The first chapter of Rick Moody’s novel Purple America is almost all one sentence. It is a hard sentence about a grown son bathing his terminally ill mother. It’s one of the most brilliant novels I’ve read; here are a few phrases of the five-page sentence.
“Whosoever knows the latitudes of his mother’s body, whosoever has taken her into his arms and immersed her baptismally in the first-floor tub, lifting one of her alabaster legs and then the other over its lip, whosoever bathes her with Woolworth’s soaps in sample sizes, whosoever twists the creaky taps and tests the water on the inside of his wrist,…
whosoever in this instant of sorrow and reverence, knows the answers to why roses bloom, why wineglasses sing, why human lips, when kissed, are so soft, and why parents suffer, he shall never die.”

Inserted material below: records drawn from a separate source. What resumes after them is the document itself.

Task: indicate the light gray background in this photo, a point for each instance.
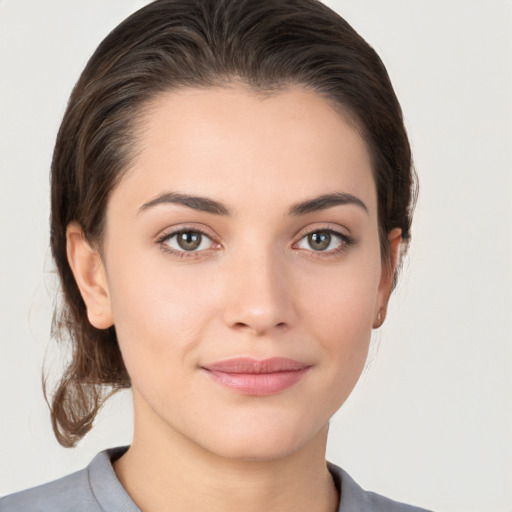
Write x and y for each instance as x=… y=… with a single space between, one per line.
x=431 y=423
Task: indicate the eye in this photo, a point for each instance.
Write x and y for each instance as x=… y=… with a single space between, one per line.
x=324 y=240
x=188 y=241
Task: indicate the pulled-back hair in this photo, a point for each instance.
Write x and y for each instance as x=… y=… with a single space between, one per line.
x=169 y=44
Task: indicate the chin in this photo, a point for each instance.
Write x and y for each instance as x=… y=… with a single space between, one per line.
x=264 y=440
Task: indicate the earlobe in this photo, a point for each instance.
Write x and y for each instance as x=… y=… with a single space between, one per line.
x=387 y=276
x=90 y=276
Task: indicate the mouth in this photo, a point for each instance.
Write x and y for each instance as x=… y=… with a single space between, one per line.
x=257 y=377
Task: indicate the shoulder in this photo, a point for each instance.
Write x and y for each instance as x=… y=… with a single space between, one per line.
x=356 y=499
x=93 y=489
x=71 y=492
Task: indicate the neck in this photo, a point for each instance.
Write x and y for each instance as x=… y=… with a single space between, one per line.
x=170 y=472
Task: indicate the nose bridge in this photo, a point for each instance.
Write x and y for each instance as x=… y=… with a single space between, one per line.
x=258 y=298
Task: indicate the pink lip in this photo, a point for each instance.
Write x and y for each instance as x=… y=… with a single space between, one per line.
x=257 y=377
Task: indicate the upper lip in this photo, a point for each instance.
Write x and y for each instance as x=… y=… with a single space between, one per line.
x=256 y=366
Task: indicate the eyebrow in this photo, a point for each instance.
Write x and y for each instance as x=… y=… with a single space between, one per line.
x=207 y=205
x=202 y=204
x=324 y=202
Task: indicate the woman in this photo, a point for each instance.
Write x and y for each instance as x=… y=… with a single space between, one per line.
x=232 y=191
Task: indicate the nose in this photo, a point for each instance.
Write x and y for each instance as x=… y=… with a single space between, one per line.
x=259 y=295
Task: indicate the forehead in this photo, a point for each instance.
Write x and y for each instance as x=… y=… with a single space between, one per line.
x=242 y=146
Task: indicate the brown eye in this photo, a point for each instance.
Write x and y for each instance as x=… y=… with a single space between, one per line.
x=188 y=241
x=319 y=240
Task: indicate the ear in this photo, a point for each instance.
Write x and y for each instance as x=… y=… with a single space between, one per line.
x=387 y=276
x=90 y=276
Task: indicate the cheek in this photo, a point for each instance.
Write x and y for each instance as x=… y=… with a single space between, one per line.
x=160 y=311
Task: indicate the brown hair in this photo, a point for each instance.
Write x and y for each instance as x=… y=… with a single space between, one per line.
x=266 y=44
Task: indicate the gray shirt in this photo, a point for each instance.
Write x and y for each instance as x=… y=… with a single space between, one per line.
x=97 y=489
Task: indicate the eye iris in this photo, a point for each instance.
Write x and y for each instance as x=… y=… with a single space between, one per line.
x=320 y=240
x=189 y=240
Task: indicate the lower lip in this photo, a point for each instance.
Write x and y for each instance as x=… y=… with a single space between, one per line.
x=258 y=384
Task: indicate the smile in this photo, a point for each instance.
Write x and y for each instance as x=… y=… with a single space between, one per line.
x=257 y=377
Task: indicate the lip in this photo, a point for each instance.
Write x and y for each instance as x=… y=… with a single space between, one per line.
x=257 y=377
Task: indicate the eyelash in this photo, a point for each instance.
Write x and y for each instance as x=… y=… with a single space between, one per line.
x=346 y=242
x=165 y=237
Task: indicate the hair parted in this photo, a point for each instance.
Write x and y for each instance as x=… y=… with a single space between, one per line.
x=268 y=45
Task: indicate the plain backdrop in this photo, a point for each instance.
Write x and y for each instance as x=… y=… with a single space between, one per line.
x=431 y=421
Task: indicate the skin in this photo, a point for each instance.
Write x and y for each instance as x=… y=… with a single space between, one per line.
x=254 y=288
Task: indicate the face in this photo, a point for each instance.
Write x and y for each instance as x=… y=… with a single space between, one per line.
x=242 y=269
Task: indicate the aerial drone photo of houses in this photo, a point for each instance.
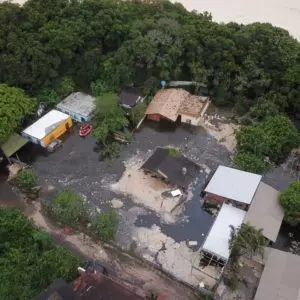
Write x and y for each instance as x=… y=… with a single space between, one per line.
x=154 y=159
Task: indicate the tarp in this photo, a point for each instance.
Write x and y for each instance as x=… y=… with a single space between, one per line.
x=13 y=144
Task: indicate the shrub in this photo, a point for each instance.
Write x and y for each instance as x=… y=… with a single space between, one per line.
x=232 y=282
x=274 y=137
x=27 y=179
x=68 y=208
x=173 y=152
x=104 y=225
x=290 y=201
x=250 y=162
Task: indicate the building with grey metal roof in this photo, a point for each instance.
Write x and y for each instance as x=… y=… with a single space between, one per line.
x=265 y=211
x=79 y=106
x=281 y=277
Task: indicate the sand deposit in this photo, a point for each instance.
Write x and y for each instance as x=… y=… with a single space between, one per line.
x=175 y=258
x=146 y=190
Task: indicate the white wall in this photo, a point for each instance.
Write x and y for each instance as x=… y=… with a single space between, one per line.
x=190 y=120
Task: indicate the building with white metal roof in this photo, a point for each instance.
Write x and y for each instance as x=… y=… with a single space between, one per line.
x=280 y=277
x=217 y=241
x=79 y=106
x=48 y=128
x=265 y=211
x=233 y=184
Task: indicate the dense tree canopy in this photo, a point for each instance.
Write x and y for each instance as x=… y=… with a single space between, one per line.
x=272 y=139
x=43 y=43
x=290 y=201
x=29 y=261
x=14 y=106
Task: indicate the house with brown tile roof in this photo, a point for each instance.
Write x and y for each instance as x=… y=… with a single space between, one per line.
x=176 y=105
x=192 y=110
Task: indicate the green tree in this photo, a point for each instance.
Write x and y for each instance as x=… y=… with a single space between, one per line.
x=29 y=260
x=137 y=113
x=274 y=138
x=290 y=201
x=109 y=117
x=15 y=105
x=104 y=225
x=27 y=179
x=48 y=97
x=66 y=86
x=250 y=162
x=68 y=208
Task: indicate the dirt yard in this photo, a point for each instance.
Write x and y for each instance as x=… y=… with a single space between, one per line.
x=129 y=270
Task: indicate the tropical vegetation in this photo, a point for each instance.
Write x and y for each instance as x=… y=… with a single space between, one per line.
x=290 y=201
x=29 y=260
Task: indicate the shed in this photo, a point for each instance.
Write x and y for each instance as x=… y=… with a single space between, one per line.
x=178 y=169
x=265 y=211
x=280 y=278
x=217 y=240
x=233 y=184
x=165 y=104
x=13 y=144
x=48 y=128
x=193 y=108
x=129 y=97
x=79 y=106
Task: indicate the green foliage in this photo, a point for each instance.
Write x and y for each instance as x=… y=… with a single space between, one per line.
x=111 y=150
x=137 y=113
x=29 y=260
x=66 y=86
x=173 y=152
x=232 y=282
x=99 y=88
x=109 y=118
x=15 y=105
x=48 y=97
x=240 y=64
x=274 y=138
x=68 y=208
x=104 y=225
x=246 y=240
x=290 y=201
x=27 y=179
x=250 y=162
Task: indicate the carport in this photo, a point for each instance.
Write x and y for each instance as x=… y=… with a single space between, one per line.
x=14 y=143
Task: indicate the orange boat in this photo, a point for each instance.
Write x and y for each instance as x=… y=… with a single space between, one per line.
x=85 y=130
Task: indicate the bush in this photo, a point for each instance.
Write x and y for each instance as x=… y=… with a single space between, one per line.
x=68 y=208
x=104 y=225
x=27 y=179
x=232 y=282
x=274 y=137
x=290 y=201
x=29 y=259
x=250 y=162
x=137 y=113
x=173 y=152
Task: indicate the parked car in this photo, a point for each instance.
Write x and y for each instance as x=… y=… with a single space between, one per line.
x=85 y=130
x=54 y=145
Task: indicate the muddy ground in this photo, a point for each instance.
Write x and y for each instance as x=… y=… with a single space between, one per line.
x=148 y=225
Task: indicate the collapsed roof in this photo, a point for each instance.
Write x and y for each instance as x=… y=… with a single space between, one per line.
x=177 y=169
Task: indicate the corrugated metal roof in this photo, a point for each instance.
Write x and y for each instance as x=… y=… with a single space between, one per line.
x=13 y=144
x=265 y=211
x=281 y=277
x=233 y=184
x=78 y=103
x=166 y=103
x=45 y=124
x=217 y=241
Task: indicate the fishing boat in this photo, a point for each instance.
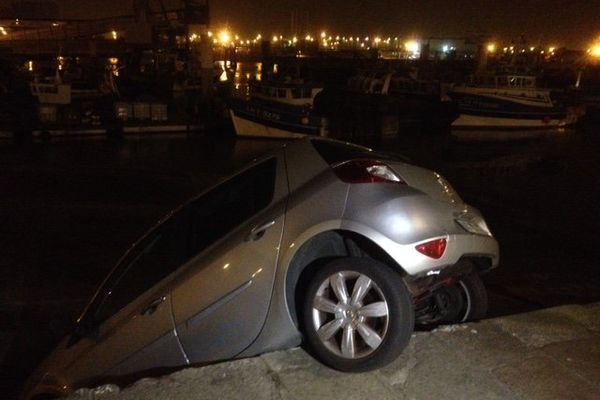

Moody balances the stark realities of bathing an invalid with the repeated use of the old-fashioned pronoun “whosoever” giving the sentence a soothing rhythm while the subject is not. The son notices bad smells yet the author talks of rose-sented bathwater and the care the son takes with his bathing and dressing job. The son weeps, then he hugs his mother. He feels fed-up with all the care she requires, yet he kisses her tenderly. The scene would be too bleak for me to bear if it wasn’t for the beauty of Moody’s language. He’s created a powerful balancing act.